Clinically significant contrast induced acute kidney injury after non-emergent cardiac catheterization--risk factors and impact on length of hospital stay
- PMID: 24304985
Clinically significant contrast induced acute kidney injury after non-emergent cardiac catheterization--risk factors and impact on length of hospital stay
Abstract
Objective: To evaluate the frequency and risk factors associated with clinically significant contrast-induced nephropathy (CIN) in patients undergoing non-emergent coronary angiography.
Study design: Descriptive study.
Place and duration of study: The Aga Khan University Hospital, Karachi, from January 2005 to December 2007.
Methodology: Case records of patients who underwent coronary angiography with a serum creatinine of 1.5 mg/dl at the time of procedure were evaluated. Clinically significant contrast induced nephropathy (CSCIN) was defined as either doubling of serum creatinine from baseline value within a week following the procedure or need for emergency hemodialysis after the procedure.

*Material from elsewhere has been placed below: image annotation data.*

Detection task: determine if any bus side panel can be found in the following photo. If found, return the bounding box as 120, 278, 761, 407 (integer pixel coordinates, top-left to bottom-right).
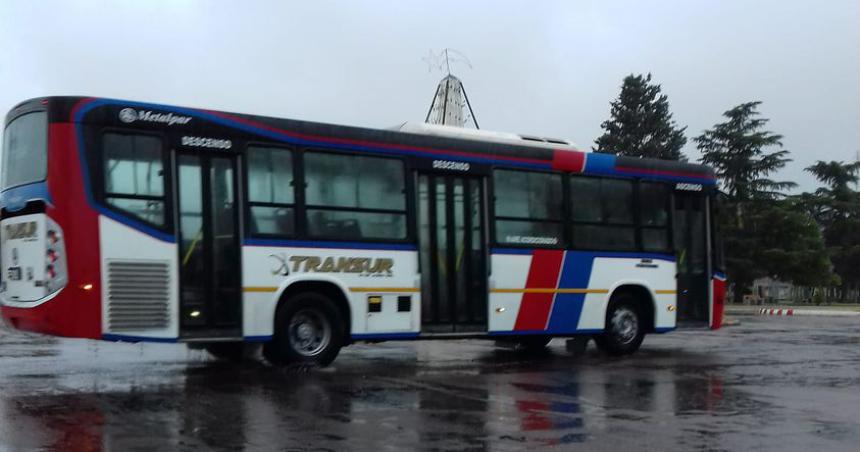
578, 257, 676, 331
3, 123, 102, 339
99, 215, 179, 339
711, 272, 726, 330
487, 251, 532, 332
489, 250, 676, 335
242, 244, 421, 338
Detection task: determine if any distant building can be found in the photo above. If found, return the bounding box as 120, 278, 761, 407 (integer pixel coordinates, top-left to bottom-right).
752, 278, 794, 303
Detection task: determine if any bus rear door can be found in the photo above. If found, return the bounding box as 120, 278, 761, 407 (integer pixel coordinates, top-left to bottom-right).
417, 173, 487, 333
672, 184, 711, 327
175, 152, 242, 339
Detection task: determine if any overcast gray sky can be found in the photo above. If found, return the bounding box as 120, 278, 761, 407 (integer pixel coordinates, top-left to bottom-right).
0, 0, 860, 190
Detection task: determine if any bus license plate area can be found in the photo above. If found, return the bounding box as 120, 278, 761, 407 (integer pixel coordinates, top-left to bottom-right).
6, 267, 21, 281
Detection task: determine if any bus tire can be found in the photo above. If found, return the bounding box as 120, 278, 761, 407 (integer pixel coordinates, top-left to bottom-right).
594, 293, 645, 356
263, 292, 345, 367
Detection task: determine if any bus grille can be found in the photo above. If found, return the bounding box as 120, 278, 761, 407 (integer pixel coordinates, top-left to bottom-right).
108, 261, 170, 332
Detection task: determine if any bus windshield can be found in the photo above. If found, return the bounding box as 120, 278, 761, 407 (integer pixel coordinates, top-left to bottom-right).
2, 111, 48, 190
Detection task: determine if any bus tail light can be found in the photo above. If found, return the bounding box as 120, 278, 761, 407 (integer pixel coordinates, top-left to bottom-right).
45, 217, 69, 296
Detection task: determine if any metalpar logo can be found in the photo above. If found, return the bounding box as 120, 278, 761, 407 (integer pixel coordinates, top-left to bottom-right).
119, 108, 191, 126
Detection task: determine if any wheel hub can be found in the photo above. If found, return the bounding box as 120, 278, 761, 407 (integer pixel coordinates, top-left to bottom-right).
612, 308, 639, 344
290, 308, 331, 356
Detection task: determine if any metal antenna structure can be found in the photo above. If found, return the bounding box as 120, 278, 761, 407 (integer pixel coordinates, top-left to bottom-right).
423, 48, 480, 129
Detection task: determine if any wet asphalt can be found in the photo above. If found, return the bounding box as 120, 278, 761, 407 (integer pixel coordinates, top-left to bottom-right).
0, 316, 860, 451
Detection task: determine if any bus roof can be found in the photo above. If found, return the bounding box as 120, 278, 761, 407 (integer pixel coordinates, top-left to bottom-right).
13, 96, 715, 185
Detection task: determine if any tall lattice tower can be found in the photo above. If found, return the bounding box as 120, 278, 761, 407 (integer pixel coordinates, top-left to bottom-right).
424, 49, 480, 129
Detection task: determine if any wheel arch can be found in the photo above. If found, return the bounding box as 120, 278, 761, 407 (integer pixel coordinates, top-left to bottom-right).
604, 282, 657, 333
278, 278, 352, 343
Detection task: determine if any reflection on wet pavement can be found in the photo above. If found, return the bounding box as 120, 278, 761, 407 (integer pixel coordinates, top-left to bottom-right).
0, 317, 860, 451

Results: One hundred and sixteen patients met the inclusion criteria. Mean age was 64.0 ± 11.5 years, 72% were males. Overall prevalence of CIN was 17% (rise of serum creatinine by ≥ 0.5 mg/dl) while that of clinically significant CIN (CSCIN) was 9.5% (11 patients). Patients with CSCIN had significantly lower left ventricular ejection fraction (p = 0.03, OR: 0.24; 95% CI = 0.06 - 0.91) and higher prevalence of cerebrovascular disease (p < 0.001, OR: 14.66; 95% CI = 3.30 - 65.08). Mean baseline serum creatinine was significantly higher, 3.0 ± 1.5 vs. 2.0 ± 1.1 mg/dl (p = 0.03, OR: 1.47; 95% CI = 1.03 - 2.11) whereas mean GFR estimated by Cockcroft-Gault formula was significantly lower at 25 ± 7.4 vs. 41.0 ± 14.6 ml/minute (p = 0.001, OR = 0.89, 95% CI = 0.84 - 0.95) at the time of procedure in patients with CSCIN. Mean length of hospital stay was significantly higher in this group compared to those without CIN, 9.0 ± 5.1 vs. 3.0 ± 3.2 days (p = 0.001, OR = 1.31, 95% CI = 1.12 - 1.54). Multivariate analysis revealed low GFR (p = 0.001, OR = 0.88; 95% CI = 0.82 - 0.95) and low ejection fraction (p = 0.03, OR = 0.20; 95% CI = 0.04 - 0.91) to be independent factors associated with CSCIN. No significant differences were noted between the two groups in patients with hypertension, diabetes and heart failure.
Conclusion: CSCIN is a significant concern in high risk groups despite prophylaxis. Patients with lower EF, cerebrovascular disease and low GFR at the time of procedure are more likely to have CIN.